Sorghum y1 gene induces accumulation of flavonoid compounds in transgenic maize leaves. Y1-rr, Y1-pr, and Y1-wr are independent transgenic events; NS, Negative segregant; P1-rr and P1-wr, maize lines carrying endogenous p1 alleles. Values shown are mean ± SE. (A) Total flavonoids expressed as catechin equivalents; (B) Flavan-4-ols expressed as absorbance at 550 nm.

Figure 4

Sorghum y1 gene enhances resistance against C. heterostrophus and C. graminicola in Y1-maize. (A) Detached leaf assay showing disease symptoms that developed 4 days post infection (dpi) when infected with C. heterostrophus. (i) Y1-rr; (ii) Y1-pr; (iii) Y1-wr; (iv) NS; (v) P1-wr; (vi) un-inoculated Y1-pr.

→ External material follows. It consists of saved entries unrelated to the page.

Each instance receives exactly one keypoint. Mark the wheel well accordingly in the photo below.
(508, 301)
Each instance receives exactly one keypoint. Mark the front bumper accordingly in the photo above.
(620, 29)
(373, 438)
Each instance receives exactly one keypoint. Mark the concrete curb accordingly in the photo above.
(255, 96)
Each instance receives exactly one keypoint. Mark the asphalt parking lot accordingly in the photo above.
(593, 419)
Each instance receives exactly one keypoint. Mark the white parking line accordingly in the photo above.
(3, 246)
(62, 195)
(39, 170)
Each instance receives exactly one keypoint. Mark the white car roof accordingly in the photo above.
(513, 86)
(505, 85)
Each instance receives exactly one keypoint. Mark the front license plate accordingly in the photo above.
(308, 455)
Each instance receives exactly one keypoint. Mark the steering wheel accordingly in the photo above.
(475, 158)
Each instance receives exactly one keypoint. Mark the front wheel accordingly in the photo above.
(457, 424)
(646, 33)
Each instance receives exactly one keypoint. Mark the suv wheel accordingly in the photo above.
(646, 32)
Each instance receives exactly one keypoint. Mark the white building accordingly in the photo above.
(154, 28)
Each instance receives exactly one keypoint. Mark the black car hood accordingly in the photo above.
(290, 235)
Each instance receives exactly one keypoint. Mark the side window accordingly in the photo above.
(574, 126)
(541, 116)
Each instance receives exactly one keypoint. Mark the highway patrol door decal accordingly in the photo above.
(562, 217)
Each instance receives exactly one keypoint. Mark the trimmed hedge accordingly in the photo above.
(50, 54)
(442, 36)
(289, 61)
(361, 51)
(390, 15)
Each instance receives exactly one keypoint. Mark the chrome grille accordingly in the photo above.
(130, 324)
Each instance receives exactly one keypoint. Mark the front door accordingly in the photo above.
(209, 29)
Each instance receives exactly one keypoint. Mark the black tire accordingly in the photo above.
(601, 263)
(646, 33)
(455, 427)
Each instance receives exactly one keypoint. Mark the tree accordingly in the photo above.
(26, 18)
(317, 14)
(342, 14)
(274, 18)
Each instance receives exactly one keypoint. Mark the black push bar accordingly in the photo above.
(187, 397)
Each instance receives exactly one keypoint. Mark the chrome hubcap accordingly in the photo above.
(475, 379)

Scale bar indicates 1 mm. (B) Quantification of the lesion area 4 dpi with C. heterostrophus. Values shown are the mean ± SE. (C) Symptoms that developed 11 dpi when whole plants were infected with C. graminicola. (D) Quantification of lesion area 11 dpi with C. graminicola. Values shown are the mean of 44 replicates ± SE. The x-axis in Figure 4A,C shows different genotypes used: Y1-rr, Y1-pr, Y1-wr; NS and P1-wr.

Figure 5

Induction of 3-deoxyanthocyanidins and their derivatives in Y1-maize. LC-MS chromatograms obtained from the luteolinidin standard (A), infected leaves of Y1-rr ((B,C) representing two biological replicates), and an overlay (D) of Y1-rr (sample B; blue trace) and NS (pink trace) are presented for comparison. The m/z values of the extracted chromatograms were similar to those of the luteolinidin standard (271.060).